Missione diplomatica e commerciale di Taiwan negli USA
La finalità principale della missione di Taiwan negli Stati Uniti è dimostrare che l’isola non ha compiuto azioni illecite nei confronti dell’industria americana dei microchip, contrariamente a quanto affermato in precedenza da Trump.
Da oggi, 11 febbraio, una delegazione guidata dal ministero dell’Economia di Taiwan intraprenderà un viaggio negli Stati Uniti per cercare di evitare l’imposizione di dazi che potrebbero raggiungere il 100% sui semiconduttori taiwanesi. Questa mossa arriva in risposta alle minacce del presidente Donald Trump, che vuole ridurre l’eccesso commerciale di Taipei. La delegazione include importanti figure come il ministro dell’Economia Kuo Jyh-huei, la vice ministra Cynthia Kiang e la vicedirettrice generale dell’Amministrazione per lo sviluppo industriale Chen Pei-li. Kuo ha esplicitato che l’obiettivo del viaggio è chiarire che Taiwan non ha mai “sottratto” alcun segreto industriale agli Stati Uniti, come precedentemente insinuato da Trump, enfatizzando che “abbiamo regolarmente pagato per ogni proprietà intellettuale” e sottolineando l’interdipendenza tra le aziende di entrambi i paesi. Secondo Tim Culpan, un ex editorialista di “Bloomberg” residente a Taipei, le politiche proposte da Trump potrebbero avere esiti “catastrofici”, dato che gli Stati Uniti non possiedono le capacità produttive per eguagliare il volume di chip prodotto da Taiwan.
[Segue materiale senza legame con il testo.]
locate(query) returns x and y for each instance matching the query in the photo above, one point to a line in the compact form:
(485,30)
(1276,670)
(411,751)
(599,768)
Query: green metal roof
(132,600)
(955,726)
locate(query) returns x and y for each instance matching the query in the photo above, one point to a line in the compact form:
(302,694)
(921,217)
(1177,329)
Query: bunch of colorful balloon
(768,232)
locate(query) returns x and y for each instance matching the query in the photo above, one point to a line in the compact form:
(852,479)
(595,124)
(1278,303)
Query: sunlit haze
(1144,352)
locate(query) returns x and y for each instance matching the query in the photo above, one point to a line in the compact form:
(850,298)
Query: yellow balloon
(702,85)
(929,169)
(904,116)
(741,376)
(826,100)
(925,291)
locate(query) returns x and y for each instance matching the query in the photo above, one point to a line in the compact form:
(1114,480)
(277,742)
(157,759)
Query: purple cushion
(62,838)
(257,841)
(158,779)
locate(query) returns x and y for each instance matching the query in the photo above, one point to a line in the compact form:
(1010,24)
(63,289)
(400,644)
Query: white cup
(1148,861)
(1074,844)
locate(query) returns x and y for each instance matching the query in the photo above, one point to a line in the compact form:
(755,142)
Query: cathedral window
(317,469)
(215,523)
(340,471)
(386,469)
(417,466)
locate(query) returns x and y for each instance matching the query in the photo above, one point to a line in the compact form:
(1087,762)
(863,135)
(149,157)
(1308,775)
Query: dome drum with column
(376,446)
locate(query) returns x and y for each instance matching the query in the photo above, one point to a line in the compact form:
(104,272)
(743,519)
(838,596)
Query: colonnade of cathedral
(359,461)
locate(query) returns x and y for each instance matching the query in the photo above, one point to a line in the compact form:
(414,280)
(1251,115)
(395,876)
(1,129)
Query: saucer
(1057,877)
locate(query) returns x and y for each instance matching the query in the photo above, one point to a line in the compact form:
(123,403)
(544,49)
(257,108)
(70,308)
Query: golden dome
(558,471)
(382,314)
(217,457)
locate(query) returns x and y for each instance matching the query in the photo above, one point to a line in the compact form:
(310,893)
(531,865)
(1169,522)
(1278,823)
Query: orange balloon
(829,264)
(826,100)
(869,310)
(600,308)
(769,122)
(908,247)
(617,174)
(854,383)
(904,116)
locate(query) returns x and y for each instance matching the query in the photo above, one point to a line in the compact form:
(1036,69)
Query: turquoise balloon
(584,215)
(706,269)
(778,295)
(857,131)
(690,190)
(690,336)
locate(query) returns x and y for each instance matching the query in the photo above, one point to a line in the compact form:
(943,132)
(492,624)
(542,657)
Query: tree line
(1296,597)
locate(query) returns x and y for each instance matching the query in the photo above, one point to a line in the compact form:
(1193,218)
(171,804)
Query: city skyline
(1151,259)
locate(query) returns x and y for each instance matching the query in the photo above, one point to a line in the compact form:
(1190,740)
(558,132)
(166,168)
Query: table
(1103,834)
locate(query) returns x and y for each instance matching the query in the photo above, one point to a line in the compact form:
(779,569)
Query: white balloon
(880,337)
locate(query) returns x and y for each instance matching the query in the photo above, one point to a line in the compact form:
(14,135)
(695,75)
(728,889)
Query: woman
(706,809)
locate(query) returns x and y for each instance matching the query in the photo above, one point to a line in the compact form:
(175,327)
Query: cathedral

Parallelamente, le compagnie taiwanesi stanno valutando le conseguenze che tali dazi potrebbero avere sul commercio. La grande azienda di progettazione di microchip, MediaTek, ha realizzato simulazioni che prevedono che il 2025 possa essere un anno “gestibile” per loro. Durante una conferenza tenuta il 7 febbraio, l’amministratore delegato di MediaTek, Rick Tsai, ha descritto la situazione come “estremamente imprevedibile”, aggiungendo che “per noi il 2025 dovrebbe essere gestibile. Ci sono numerose incognite e attualmente è difficile fare previsioni precise. È una questione molto complessa”, ha affermato.
In aggiunta ai potenziali dazi su microchip che Trump sta considerando, il settore tecnologico deve anche confrontarsi con l’ascesa di DeepSeek, una startup cinese che ha recentemente scosso il mercato tecnologico americano con il rilascio del suo modello di intelligenza artificiale open-source R1, sviluppato a costi significativamente inferiori rispetto al concorrente americano OpenAi-o1, e capace di competere a livello di prestazioni. Questo sviluppo è stato accolto con ottimismo dall’amministratore delegato di MediaTek, che vede in DeepSeek un contributo verso una “democratizzazione dell’intelligenza artificiale, che si diffonderà più ampiamente tra gli utenti comuni”, ha evidenziato.